British adventurer Dan Martin is crossing the Atlantic Ocean the hard way - and the right way.
An amazing adventure.
Starting in May 2010, Dan will attempt a 5,800K (3,603-mile) crossing of the Atlantic Ocean from New York to Brest in northwestern France, hoping to complete his swim in 3-4 months. But unlike the other three individuals who have crossed the Atlantic largely depending on the strength of the ocean currents, Dan's Global Triathlon ocean sea leg is going to admirably follow the standard and more restrictive rules of stage swimming. That is, instead of getting on an escort boat and floating across the ocean when he is resting, sleeping and eating, Dan is going finish each day's eight-hour swim and then mark his position by GPS. His boat will literally drop him back into the ocean to begin the next day's swim at the precise spot he finished the day before.
Impressive. Inspirational. Impossible?
While average open water swimmers get frustrated with surface chop and even waves of up to 1-2 meters, Dan is going to have to deal with huge ocean swells. If the situation gets too dangerous to swim out there in the middle of the Atlantic Ocean, he is going to have to get out of the water and then sit around in those same dangerous seas and jump back in the next day.
He'll have nowhere to hide.
Dangerous.
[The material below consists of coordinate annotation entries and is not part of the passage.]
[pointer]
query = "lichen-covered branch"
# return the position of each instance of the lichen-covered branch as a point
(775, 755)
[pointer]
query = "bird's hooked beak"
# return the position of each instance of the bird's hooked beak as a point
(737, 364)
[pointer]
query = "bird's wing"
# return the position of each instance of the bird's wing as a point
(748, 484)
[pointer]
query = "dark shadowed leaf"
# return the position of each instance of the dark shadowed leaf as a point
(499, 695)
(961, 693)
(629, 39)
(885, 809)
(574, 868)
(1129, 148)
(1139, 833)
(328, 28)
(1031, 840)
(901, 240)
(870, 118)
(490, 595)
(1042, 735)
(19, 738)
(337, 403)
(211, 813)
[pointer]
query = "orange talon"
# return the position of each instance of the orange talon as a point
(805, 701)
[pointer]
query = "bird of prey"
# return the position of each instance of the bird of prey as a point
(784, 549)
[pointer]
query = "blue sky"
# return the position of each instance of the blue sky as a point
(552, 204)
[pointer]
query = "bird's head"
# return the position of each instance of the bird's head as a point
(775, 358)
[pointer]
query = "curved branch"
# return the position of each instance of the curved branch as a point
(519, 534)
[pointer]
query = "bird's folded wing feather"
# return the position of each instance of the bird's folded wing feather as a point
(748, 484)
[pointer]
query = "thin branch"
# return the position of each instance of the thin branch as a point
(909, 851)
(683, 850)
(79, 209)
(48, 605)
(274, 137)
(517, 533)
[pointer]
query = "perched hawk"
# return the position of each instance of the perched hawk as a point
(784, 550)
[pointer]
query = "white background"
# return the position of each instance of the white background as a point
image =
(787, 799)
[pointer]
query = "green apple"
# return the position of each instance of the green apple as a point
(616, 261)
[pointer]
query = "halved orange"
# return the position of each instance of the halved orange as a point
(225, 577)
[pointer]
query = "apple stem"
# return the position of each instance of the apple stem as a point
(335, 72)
Demanding. Unachievable?
Herculean, we say.
Additionally, unlike the other individuals who crossed the Atlantic, Dan is not going to wear a wetsuit, he is not going to use fins or a snorkel and he will have no benefit of a floating shark cage. No, none of that. Dan is going to attempt his swim under the standard rules of the English Channel.
But, in a nod to safety and the Man in the Gray Suit, Dan will wear a Shark Shield, used by other established marathon swimmers such as Penny Palfrey, that will emit electro-magnetic pulses to repel sharks, although Dan admittedly will rely most heavily on the vigilance of his support crew.
As Dan's Global Triathlon website promotes the challenge, "This will be the single greatest feat of human endurance, ever attempted."
We have to agree under the rules Dan has set for himself: he is a modern-day aquatic Hercules.